わたしも靡かれているとは思えないですが……

 遠慮がちに言った冴弓の言葉に、女官たちは再び無言で互いを見交わし、誰からともなくくすくすと笑った。

女官

だってそれは冴弓さまが……

 なにかを言おうとした女官の声に、遠くから「煌姫さまのお戻りです」と呼ばわる別な声が被さった。女官たちは一斉に談笑をやめて、冴弓の傍を離れて入り口の近くに並んで座り直す。直後、煌姫が部屋の入り口に立った。

女官

おかえりなさいませ、煌姫さま

 女官たちが声と動作を揃えて深々と礼をする。煌姫は、部屋の真ん中にぽつんと取り残された冴弓を見て、微笑んだ。

煌姫

ご無礼を致しました。お待たせしてしまいましたわね。

冴弓

いいえ、わたしも無理に押しかけていますから……。忙しないようでしたら出直しましょう

煌姫

まあ! せっかくおいでいただいたのですから、ゆるりとされてくださいませ。またいつものとおり、お話を致しましょう

 いつものとおり、という言葉に皮肉が込められているのは明白だった。天女のような笑みも、冴弓にとって今や意地悪な企みを裏に秘めているようにしか見えない。今日はどんな一手で始めましょうか?とその目が問いかけている。
 煌姫が冴弓の隣に座った。彼女はいつも対面を選ばす、触れ合うほど近くに座って、顔を寄せて話そうとする。冴弓はそれが苦手でいつも身を引いてしまうのだ。
 煌姫の美しさは太陽のように眩しい。それは、みだりに近付くことを許さない孤高の輝きのようで、その輝きに魅せられることは、思慕よりも畏敬に近い。それがきっと、彼女の美しさの正体だ。
 冴弓は、引き下がろうとする本能を押し留めつつ、彼女へ向かって始まりの一声を告げた。

冴弓

あなたの「煌々(きらら)」という愛称は、兄上が初めに呼ばれた名だそうですね

 煌姫は一瞬虚を突かれたようにきょとんとして、それから、くすりと口元だけを綻ばせた。

煌姫

ええ、愛らしい響きがするからと。わたしは今も煌々と呼ばれるほうが好きですわ

煌姫

……煌、なんてありきたりな名前ですのよ。過去にいったい何人の姫がそう呼ばれてきたか……。ありがちな名前というのは、型に嵌められているようで窮屈です

冴弓

窮屈、ですか?

煌姫

はい。当たり前の女として、当たり前に生きよ、と自分の名に言われているような気がして……
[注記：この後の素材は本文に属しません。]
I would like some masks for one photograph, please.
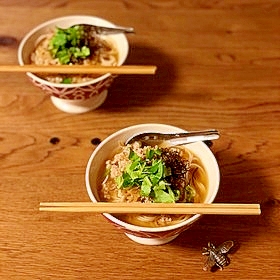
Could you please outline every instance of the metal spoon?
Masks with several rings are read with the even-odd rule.
[[[123,26],[115,26],[115,27],[106,27],[106,26],[97,26],[92,24],[75,24],[70,27],[74,26],[82,26],[85,29],[88,29],[89,32],[93,34],[99,35],[109,35],[109,34],[118,34],[118,33],[134,33],[133,27],[123,27]],[[61,28],[61,29],[68,29],[68,28]]]
[[[166,142],[168,145],[184,145],[198,141],[215,140],[220,137],[218,130],[200,130],[189,131],[183,133],[140,133],[133,135],[126,140],[125,145],[132,144],[135,141],[140,141],[144,146],[154,146]]]

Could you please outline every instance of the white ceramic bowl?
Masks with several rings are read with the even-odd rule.
[[[49,32],[56,26],[67,28],[74,24],[93,24],[106,27],[114,27],[115,24],[94,16],[66,16],[55,18],[44,22],[30,32],[22,39],[18,49],[18,61],[20,65],[30,64],[30,55],[34,50],[38,38]],[[124,34],[106,35],[110,38],[118,49],[118,65],[122,65],[129,51],[127,38]],[[53,104],[60,110],[67,113],[85,113],[99,107],[107,97],[107,89],[116,76],[110,73],[100,77],[77,84],[57,84],[46,81],[37,75],[28,72],[28,77],[32,83],[41,88],[45,93],[51,96]]]
[[[124,143],[134,134],[141,132],[183,132],[183,129],[165,124],[139,124],[119,130],[99,144],[92,153],[86,168],[86,188],[90,199],[93,202],[99,201],[96,187],[100,184],[100,177],[104,172],[104,165],[107,159],[112,157],[120,142]],[[216,197],[220,183],[220,172],[215,156],[203,142],[188,144],[188,149],[193,151],[203,162],[208,174],[208,193],[206,203],[212,203]],[[181,232],[188,229],[201,215],[193,215],[189,219],[171,226],[148,228],[140,227],[123,222],[111,214],[103,214],[108,221],[121,229],[130,239],[140,244],[161,245],[175,239]]]

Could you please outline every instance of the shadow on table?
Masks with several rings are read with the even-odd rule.
[[[236,161],[230,152],[223,157],[231,164],[223,165],[221,161],[221,184],[215,202],[220,203],[259,203],[261,215],[204,215],[190,229],[183,232],[171,243],[195,250],[206,247],[209,241],[217,246],[226,240],[236,244],[255,240],[255,236],[269,227],[276,226],[280,202],[273,198],[268,188],[265,174],[260,166],[252,161]]]
[[[176,79],[172,59],[159,49],[134,45],[125,64],[156,65],[155,75],[120,75],[109,89],[102,109],[124,111],[131,107],[148,107],[162,96],[170,94]]]

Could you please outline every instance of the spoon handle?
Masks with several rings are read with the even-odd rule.
[[[148,132],[133,136],[126,141],[126,144],[141,141],[144,145],[156,145],[160,142],[166,141],[170,145],[184,145],[197,141],[215,140],[219,137],[220,134],[216,129],[169,134]]]

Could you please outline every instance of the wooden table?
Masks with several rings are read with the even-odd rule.
[[[128,64],[95,111],[58,111],[25,74],[1,73],[1,279],[277,279],[280,277],[280,3],[270,1],[1,1],[0,63],[35,25],[85,14],[133,26]],[[42,213],[40,201],[89,201],[92,139],[138,123],[217,128],[217,202],[260,203],[260,216],[203,216],[163,246],[132,242],[101,215]],[[93,142],[93,144],[92,144]],[[202,247],[235,240],[223,271]]]

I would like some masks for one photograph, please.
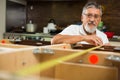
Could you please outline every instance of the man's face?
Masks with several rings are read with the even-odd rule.
[[[88,8],[83,13],[81,20],[85,30],[89,33],[94,33],[99,22],[101,21],[100,10],[96,8]]]

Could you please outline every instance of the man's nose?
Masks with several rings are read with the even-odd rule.
[[[95,17],[91,16],[90,21],[95,21]]]

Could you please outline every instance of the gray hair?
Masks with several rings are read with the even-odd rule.
[[[88,2],[84,7],[83,7],[83,11],[82,14],[85,13],[86,9],[88,8],[96,8],[100,10],[100,15],[102,16],[102,7],[101,5],[97,4],[96,2]]]

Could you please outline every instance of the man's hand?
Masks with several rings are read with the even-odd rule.
[[[99,38],[96,35],[86,35],[86,36],[83,36],[83,41],[86,41],[86,42],[88,42],[90,44],[93,44],[95,46],[103,45],[103,42],[102,42],[101,38]]]

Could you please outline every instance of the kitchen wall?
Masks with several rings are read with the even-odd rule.
[[[6,20],[6,0],[0,0],[0,39],[3,39]]]
[[[38,25],[38,32],[43,31],[49,19],[53,18],[59,27],[80,22],[83,5],[87,0],[79,1],[28,1],[27,21]]]
[[[89,0],[91,1],[91,0]],[[104,9],[102,20],[108,31],[120,36],[120,2],[119,0],[92,0],[100,3]]]
[[[96,1],[104,9],[103,22],[108,31],[120,35],[120,3],[118,0],[80,0],[80,1],[34,1],[28,0],[27,21],[30,19],[38,25],[38,31],[47,25],[50,18],[56,20],[57,25],[66,27],[79,22],[83,5],[87,1]]]

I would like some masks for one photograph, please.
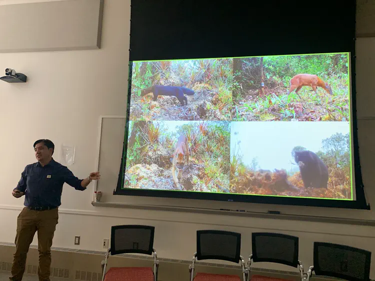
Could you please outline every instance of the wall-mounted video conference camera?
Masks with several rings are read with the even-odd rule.
[[[12,68],[6,68],[5,76],[0,77],[0,80],[8,83],[24,83],[27,78],[27,76],[23,73],[17,73]]]

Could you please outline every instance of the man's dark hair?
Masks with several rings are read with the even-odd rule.
[[[34,148],[35,148],[36,145],[41,142],[42,142],[43,144],[46,146],[48,149],[50,149],[50,148],[52,148],[52,149],[53,149],[53,151],[52,151],[52,155],[53,155],[54,152],[54,143],[52,142],[52,141],[50,141],[50,140],[42,139],[37,140],[34,143],[34,145],[33,145]]]

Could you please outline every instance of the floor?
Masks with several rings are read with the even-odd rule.
[[[9,280],[9,274],[10,273],[7,272],[0,271],[0,281],[8,281]],[[37,275],[32,275],[30,274],[25,274],[24,276],[22,281],[38,281]],[[69,279],[65,278],[56,278],[56,277],[51,278],[51,281],[72,281]]]

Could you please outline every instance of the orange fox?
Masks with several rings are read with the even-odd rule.
[[[320,87],[324,89],[330,94],[332,94],[332,90],[328,83],[326,83],[316,75],[312,74],[297,74],[290,79],[290,88],[289,89],[288,94],[296,89],[296,93],[304,86],[310,86],[312,88],[315,93],[318,94],[316,87]]]
[[[178,176],[180,177],[184,165],[185,164],[187,165],[188,162],[189,146],[188,139],[184,135],[181,135],[177,140],[177,145],[174,153],[173,154],[172,160],[172,176],[178,188],[180,188]],[[176,175],[176,170],[177,170],[177,175]]]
 そう語る煌姫の表情は、今までになく真剣だった。しかしそれもすぐに、愛らしい微笑に覆われてしまう。彼女の笑顔は、本心を隠す仮面だ。
 冴弓は彼女へ問うてみた。

冴弓

煌々は、どのように生きたいのですか?

 煌姫は寸分も表情を変えずに即答した。

煌姫

良い妻になり、良い母になることです

 予め答えを用意していたのは明白で、冴弓はそれを煌姫の本心だとは思わなかった。重ねて問いかける。

冴弓

もし、妻や母となる以外になれるものがあるとしたら、あなたはそれをを望みますか?

 その問いに、煌姫は口元を曖昧に歪ませせた。

煌姫

さあ……。昔はあれこれ考えていたように思いますが……この十年で忘れてしまいましたわ。だって、女の身で己の生き方を考えるなんて、はしたないことなのでしょう?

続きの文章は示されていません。